La question est fondée sur la plus sérieuse réflexion juridique depuis que deux professeurs de droit conservateurs, William Baude (Université de Chicago) et Michael Stokes Paulsen (Université de Saint Thomas, dans le Minnesota), l’ont analysée dans un long article à paraître l’an prochain dans "The University of Pennsylvania Law Review". Ils y invoquent la section 3 du XIVe Amendement à la Constitution américaine pour conclure que Donald Trump ne peut tout simplement pas se présenter à l’élection présidentielle de 2024.
Un legs de la guerre de Sécession
Voté en 1866, au lendemain de la guerre de Sécession, cet amendement visait essentiellement à octroyer aux anciens esclaves noirs les droits découlant de la citoyenneté que leur accordait le XIIIe Amendement. Toutefois, pour empêcher le retour au pouvoir de personnalités liées au régime confédéré, sa section 3 interdisait l’élection à toute fonction civile ou militaire, à l’échelon fédéral comme dans les États, de personnes ayant pris part, de près ou de loin, à “une insurrection ou une rébellion” contre les États-Unis d’Amérique, sauf si le Congrès en décidait autrement, à la majorité des deux tiers.
L’application contemporaine de cette disposition divise non seulement la classe politique, mais aussi les juristes. Pour les tenants d’une interprétation étroite, l’amendement est ancré dans son époque.

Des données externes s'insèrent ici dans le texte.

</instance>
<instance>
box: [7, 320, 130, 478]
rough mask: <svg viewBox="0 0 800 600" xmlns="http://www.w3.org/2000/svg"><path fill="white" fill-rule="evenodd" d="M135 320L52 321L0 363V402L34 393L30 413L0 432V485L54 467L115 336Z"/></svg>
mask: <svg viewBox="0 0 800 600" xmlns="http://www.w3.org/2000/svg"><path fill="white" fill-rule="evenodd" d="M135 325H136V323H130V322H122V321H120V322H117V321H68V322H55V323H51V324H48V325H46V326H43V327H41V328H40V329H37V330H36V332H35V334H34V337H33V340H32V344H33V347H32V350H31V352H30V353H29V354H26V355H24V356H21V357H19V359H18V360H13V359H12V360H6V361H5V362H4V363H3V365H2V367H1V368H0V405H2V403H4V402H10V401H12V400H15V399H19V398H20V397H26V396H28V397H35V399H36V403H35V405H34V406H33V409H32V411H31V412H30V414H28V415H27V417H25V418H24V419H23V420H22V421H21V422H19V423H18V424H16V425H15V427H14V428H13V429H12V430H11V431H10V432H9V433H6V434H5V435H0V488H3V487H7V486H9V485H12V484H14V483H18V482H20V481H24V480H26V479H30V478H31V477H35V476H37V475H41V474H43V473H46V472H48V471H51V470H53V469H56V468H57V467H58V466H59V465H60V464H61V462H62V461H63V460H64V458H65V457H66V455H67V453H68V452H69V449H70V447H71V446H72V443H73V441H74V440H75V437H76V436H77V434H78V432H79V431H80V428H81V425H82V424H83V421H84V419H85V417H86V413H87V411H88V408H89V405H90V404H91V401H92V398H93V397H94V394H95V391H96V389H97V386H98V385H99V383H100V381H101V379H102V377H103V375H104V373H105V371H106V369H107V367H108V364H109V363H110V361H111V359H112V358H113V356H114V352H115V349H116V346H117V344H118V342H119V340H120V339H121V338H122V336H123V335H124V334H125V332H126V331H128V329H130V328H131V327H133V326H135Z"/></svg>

Il répond aux nécessités de la Reconstruction, après la guerre civile, et ne saurait être transposé aux conditions actuelles. Membres de la Société fédéraliste qui défend une lecture littérale des textes, Baude et Paulsen estiment, au contraire, que Donald Trump “s’est engagé dans l’insurrection du 6 janvier (2021) par ses actions et par son inaction”. Son implication dans l’assaut du Capitole repose, selon eux, sur “une abondance de preuves”.

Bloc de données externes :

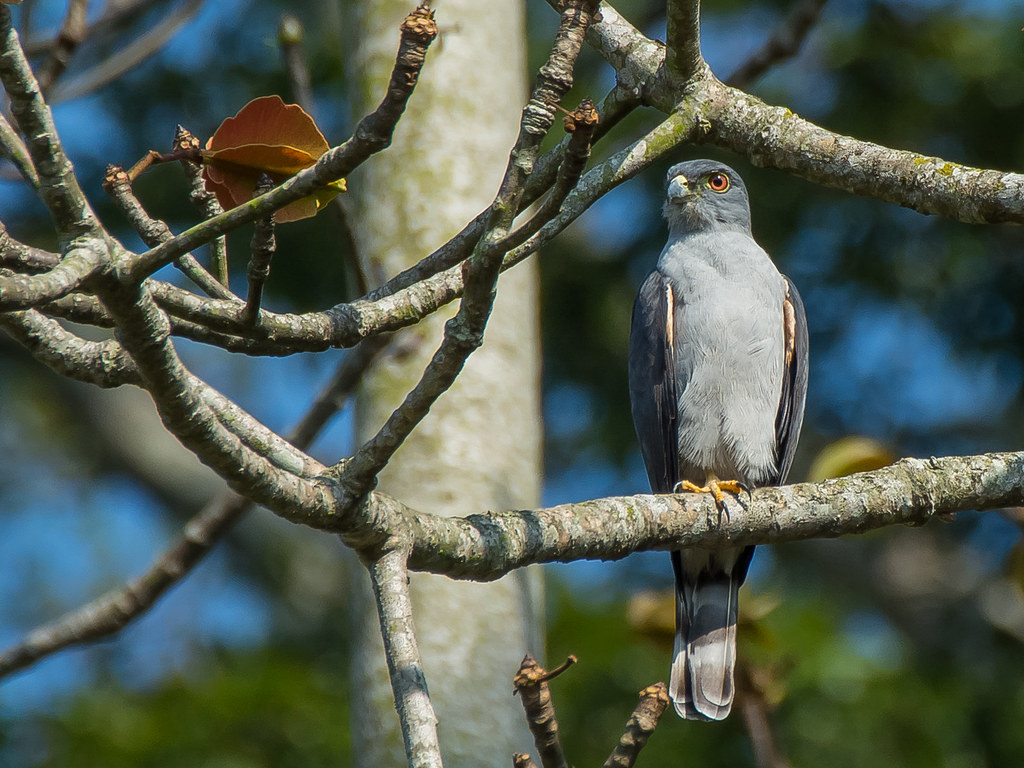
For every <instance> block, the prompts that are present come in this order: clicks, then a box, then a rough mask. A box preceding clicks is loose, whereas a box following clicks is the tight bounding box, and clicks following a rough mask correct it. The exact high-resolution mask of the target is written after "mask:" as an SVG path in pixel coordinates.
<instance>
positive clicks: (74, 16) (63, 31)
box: [38, 0, 89, 93]
mask: <svg viewBox="0 0 1024 768" xmlns="http://www.w3.org/2000/svg"><path fill="white" fill-rule="evenodd" d="M88 5H89V0H70V2H69V3H68V10H67V11H66V12H65V20H63V24H62V25H61V26H60V31H59V32H58V33H57V36H56V38H54V40H53V45H52V47H51V48H50V53H49V58H48V59H47V60H46V62H45V63H44V65H43V66H42V67H41V68H40V70H39V75H38V77H39V87H40V88H42V89H43V93H47V92H49V90H50V88H52V87H53V84H54V83H55V82H56V80H57V78H59V77H60V76H61V75H62V74H63V73H65V70H67V69H68V62H69V61H71V57H72V56H73V55H74V53H75V50H76V49H77V48H78V46H79V45H81V43H82V41H83V40H85V37H86V35H87V34H88V25H87V19H86V10H87V7H88Z"/></svg>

Un banc d’essai dans le New Hampshire
Cette disposition constitutionnelle produit ses effets par elle-même, sans qu’une décision de justice soit nécessaire pour l’activer. Les autorités responsables de l’organisation des élections sont donc invitées, dans chaque État, à examiner dès maintenant l’opportunité d’inscrire le nom de Donald Trump sur les bulletins de vote. C’est le cas déjà dans le New Hampshire, l’un des "swing states" de la côte Est, où Corky Messner s’est dit interpellé par l’argumentation de Baude et Paulsen. Candidat républicain à la sénatoriale de 2020 (il fut largement battu par la Démocrate Jeanne Shaheen), il a persuadé le secrétaire d’État David Scanlan, lui aussi républicain, d’étudier le dossier. C’est à ce dernier que reviendrait la décision, le cas échéant, d’écarter Trump du scrutin. Tout en se défendant de vouloir jouer ce rôle, Scanlan a déclaré qu’il allait prendre tous les avis nécessaires.
L’affaire divise les Républicains du New Hampshire. Pour le président local du Parti, Chris Ager, empêcher un candidat de se présenter serait totalement inconcevable, et il a promis de faire barrage à toute initiative en ce sens. Cette position n’est pas nécessairement celle du gouverneur, Chris Sununu. Issu d’une famille solidement républicaine, celui-ci ne porte guère Donald Trump dans son cœur. Il y a une semaine, il répétait encore que le parti courait à sa perte si Trump était son candidat. “Les Républicains essaient de sauver le pays. Donald Trump essaie de se sauver lui-même”, commentait-il dimanche à la télévision. Sur la controverse juridique, Sununu s’est tu jusqu’ici dans toutes les langues.
Le droit à l’épreuve de la réalité du terrain
Au-delà des arguments que s’échangent partisans et adversaires de la thèse de Baude et Paulsen, les sceptiques invoquent la réalité du terrain. Si on l'accuse d’avoir trempé dans une insurrection ou une rébellion (notions qu'il importera aussi de définir en termes actuels), le fait est que Donald Trump n’a pas été condamné. S’il devait l’être finalement, il ne le serait probablement que bien après l’élection du 5 novembre 2024. Dans l’intervalle, l’écarter d’un scrutin dont les sondages font de lui un favori, en se fondant sur un raisonnement juridique âprement discuté, reviendrait probablement à prendre le risque d’une réaction incontrôlable de ses électeurs.